United States gears up to gradually pull its assets out of NATO

Sursa foto: aa.com.tr

The United States has informed its NATO allies that it plans to gradually reduce the number of strategic military assets dedicated to the alliance, including bombers, fighter aircraft, drones, submarines and warships, as Washington intensifies pressure on Europe to assume greater responsibility for its own defense.

The announcement was delivered during a closed-door meeting of NATO policy directors on Friday by Pentagon adviser Alexander Velez-Green, according to two alliance diplomats who spoke on condition of anonymity in order to discuss the confidential talks.

The planned reductions form part of a broader and long-running effort by U.S. President Donald Trump to scale back America’s role within NATO, which he has repeatedly criticized as disproportionately benefiting European countries at Washington’s expense. 

The move also reflects the administration’s broader strategic reorientation toward other regions, particularly the Indo-Pacific, where the United States increasingly views China as its primary geopolitical challenge.

Although American officials emphasized that the drawdown would be coordinated with allies rather than carried out abruptly, the prospect of reduced U.S. military capabilities in Europe has nonetheless raised concerns among NATO members that remain heavily dependent on American assets for deterrence, intelligence and rapid-response operations.

Jennifer Kavanagh, director of military analysis at the Washington-based think tank Defense Priorities, said the withdrawals would leave capability gaps that European allies could struggle to replace quickly, especially in areas requiring highly specialized and expensive systems such as submarines and long-range strategic bombers.

However, Kavanagh argued that Europe should avoid attempting to replicate American capabilities on a one-to-one basis. Instead, she said European governments should focus on developing the military capacities most relevant to defending the continent independently.

“The important thing with these U.S. withdrawals is not that Europe matches what is lost but that Europe figures out what it really needs to defend itself and procure those capabilities,” Kavanagh said. “Across the board Europe can do this within five years.”
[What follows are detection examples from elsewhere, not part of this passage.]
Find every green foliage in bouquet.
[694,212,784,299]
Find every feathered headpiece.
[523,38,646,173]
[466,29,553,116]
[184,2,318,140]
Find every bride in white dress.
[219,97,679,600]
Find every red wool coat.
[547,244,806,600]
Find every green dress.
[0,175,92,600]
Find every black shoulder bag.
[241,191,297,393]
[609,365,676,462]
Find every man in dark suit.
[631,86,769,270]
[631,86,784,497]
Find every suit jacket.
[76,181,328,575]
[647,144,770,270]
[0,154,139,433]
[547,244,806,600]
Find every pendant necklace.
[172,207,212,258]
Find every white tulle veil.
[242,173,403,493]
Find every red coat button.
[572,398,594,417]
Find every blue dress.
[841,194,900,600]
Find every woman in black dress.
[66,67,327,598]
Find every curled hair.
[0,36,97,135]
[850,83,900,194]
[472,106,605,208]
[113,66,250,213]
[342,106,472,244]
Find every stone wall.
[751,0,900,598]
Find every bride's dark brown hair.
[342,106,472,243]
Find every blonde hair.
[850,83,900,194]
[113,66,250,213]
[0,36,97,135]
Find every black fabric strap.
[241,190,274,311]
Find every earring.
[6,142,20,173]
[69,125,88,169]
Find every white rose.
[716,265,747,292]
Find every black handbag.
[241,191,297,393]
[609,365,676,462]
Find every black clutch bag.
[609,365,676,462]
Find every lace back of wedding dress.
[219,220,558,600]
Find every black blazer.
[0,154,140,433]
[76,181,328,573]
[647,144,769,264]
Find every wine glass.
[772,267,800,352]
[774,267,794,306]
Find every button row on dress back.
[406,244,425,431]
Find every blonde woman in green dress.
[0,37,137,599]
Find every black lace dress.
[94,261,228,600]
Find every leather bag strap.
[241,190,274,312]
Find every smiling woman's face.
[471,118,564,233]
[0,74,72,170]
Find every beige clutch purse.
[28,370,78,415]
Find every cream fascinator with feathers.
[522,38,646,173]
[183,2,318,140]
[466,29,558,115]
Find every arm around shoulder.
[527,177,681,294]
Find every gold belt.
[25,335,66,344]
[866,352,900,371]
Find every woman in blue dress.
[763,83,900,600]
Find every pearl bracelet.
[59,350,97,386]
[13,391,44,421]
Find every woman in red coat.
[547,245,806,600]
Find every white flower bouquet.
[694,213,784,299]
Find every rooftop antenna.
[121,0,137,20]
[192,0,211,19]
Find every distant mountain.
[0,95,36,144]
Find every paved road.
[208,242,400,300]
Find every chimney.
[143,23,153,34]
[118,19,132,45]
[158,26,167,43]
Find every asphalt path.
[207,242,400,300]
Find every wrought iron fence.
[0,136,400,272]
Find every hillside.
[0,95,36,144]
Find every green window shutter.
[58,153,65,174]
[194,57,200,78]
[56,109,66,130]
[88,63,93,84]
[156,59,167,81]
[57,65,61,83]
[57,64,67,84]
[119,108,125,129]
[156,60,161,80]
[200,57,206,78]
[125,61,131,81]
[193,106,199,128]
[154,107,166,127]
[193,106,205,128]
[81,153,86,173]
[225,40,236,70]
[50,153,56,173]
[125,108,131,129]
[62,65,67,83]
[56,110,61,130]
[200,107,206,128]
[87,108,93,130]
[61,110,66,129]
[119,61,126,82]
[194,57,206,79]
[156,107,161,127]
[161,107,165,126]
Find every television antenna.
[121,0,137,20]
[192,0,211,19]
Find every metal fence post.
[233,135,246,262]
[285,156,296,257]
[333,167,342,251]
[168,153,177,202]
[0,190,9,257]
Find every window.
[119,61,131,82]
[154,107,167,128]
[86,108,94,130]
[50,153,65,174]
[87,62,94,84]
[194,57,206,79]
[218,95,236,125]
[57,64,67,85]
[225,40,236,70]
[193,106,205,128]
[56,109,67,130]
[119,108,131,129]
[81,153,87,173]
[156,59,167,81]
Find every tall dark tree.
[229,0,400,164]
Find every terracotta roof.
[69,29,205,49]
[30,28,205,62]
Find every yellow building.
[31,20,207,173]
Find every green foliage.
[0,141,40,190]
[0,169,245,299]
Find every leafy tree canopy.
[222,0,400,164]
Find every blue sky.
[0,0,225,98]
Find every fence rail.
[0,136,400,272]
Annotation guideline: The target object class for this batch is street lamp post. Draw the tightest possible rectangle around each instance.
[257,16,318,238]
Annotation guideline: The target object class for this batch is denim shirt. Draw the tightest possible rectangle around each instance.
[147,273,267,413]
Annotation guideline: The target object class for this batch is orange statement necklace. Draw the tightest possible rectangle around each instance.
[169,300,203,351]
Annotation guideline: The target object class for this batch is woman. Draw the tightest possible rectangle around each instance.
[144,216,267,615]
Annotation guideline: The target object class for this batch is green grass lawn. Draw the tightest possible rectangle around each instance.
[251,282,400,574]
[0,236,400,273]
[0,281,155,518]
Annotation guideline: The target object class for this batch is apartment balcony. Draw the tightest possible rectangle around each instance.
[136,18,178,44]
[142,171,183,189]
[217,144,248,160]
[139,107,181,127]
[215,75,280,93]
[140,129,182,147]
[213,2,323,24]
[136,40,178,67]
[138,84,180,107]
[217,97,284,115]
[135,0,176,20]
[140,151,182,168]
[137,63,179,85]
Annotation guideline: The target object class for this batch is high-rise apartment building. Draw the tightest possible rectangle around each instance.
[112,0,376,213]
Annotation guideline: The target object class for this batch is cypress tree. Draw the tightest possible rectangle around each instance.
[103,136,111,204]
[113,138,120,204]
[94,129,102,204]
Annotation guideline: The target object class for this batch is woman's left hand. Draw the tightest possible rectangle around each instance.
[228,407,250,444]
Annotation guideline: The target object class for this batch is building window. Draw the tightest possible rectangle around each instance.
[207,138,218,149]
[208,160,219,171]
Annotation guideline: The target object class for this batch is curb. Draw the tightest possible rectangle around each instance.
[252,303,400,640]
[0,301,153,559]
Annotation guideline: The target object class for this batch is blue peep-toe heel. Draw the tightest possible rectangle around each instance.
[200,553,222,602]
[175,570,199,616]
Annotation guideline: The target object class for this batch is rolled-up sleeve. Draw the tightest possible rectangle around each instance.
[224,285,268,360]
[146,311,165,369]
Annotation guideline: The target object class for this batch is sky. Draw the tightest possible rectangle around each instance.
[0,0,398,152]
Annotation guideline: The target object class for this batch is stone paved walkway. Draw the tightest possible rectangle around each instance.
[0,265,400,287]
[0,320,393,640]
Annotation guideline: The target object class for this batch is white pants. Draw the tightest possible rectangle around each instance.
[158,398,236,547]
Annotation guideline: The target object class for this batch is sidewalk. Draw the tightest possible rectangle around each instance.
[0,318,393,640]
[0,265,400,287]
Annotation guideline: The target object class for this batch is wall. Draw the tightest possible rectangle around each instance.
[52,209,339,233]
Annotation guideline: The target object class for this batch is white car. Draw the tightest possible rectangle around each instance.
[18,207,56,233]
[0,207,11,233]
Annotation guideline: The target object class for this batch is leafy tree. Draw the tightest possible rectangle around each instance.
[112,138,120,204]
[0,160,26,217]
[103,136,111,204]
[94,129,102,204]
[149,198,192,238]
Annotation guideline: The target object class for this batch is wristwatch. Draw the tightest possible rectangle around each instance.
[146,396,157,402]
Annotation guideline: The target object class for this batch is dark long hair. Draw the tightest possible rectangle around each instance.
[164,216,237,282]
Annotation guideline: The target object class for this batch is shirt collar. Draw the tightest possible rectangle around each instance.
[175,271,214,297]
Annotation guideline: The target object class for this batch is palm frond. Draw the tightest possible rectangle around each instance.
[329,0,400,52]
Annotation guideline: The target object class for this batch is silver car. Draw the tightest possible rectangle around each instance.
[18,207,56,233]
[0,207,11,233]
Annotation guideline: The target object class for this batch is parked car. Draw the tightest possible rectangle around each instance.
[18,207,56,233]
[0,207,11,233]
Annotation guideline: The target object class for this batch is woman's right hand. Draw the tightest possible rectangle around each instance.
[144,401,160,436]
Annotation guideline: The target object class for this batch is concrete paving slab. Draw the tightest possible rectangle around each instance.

Secretary of State Marco Rubio also acknowledged on Friday that further American troop and weapons reductions in Europe were being prepared. Speaking to reporters in the Swedish city of Helsingborg during a meeting of NATO foreign ministers, Rubio stressed that allies had already been informed and consulted about the process:  “It’s well understood in the alliance that the United States troop presence in Europe is going to be adjusted — that work was already ongoing, and it’s been done in coordination with our allies,” Rubio said. “I’m not saying they’re going to be thrilled about it, but they certainly are aware.”

NATO officials themselves framed the planned changes as part of a broader transformation already underway within the alliance, as NATO spokesperson Allison Hart told POLITICO that European countries and Canada had become overly reliant on American military capabilities over the years, but said that imbalance was now beginning to shift as allies increase defense spending and expand their own military capacities.

“There has been an over-reliance on U.S. forces and capabilities,” Hart said. “But as Europe and Canada are investing more in defence and developing more capabilities, the balance of responsibility can shift.”

She added that the transition could ultimately strengthen NATO’s long-term defense posture by reducing dependence on a single ally and encouraging a more balanced distribution of military responsibilities across the alliance.

“This change strengthens NATO’s defence plans by reducing over-dependence on one ally and is a reflection of a broader shift happening within the alliance,” Hart said.

The announcement comes amid growing debate within Europe over strategic autonomy and the continent’s ability to defend itself without overwhelming American support. 

Russia’s attack on Ukraine has accelerated defense spending across Europe, but many NATO members continue to rely heavily on the United States for key capabilities ranging from missile defense and airlift capacity to intelligence gathering and nuclear deterrence.

Why is NATO not pushing back aggressively against the planned U.S. military drawdown? Because the situation does indeed highlight a core contradiction of the alliance: that NATO is formally an alliance of equals, but materially it has been deeply dependent on the United States for decades in ways that are extremely hard to unwind quickly. Many European governments privately acknowledge that the United States has carried a disproportionate share of NATO’s strategic burden for decades. At the same time, European leaders fear that openly confronting Trump could trigger an even sharper American withdrawal, so their strategy has largely focused on avoiding public conflict while gradually increasing defense spending and developing more independent capabilities. NATO also wants to avoid projecting disunity at a time of heightened tensions with Russia, since visible fractures within the alliance could weaken deterrence. As a result, the response has been cautious and managerial rather than confrontational, with allies framing the shift as a “rebalancing” of responsibilities rather than a crisis. The real problem, then, if this is all talk – “bedtime stories”, as Romanians would say – given that many European states still lack the ability to rapidly replace key U.S. military assets.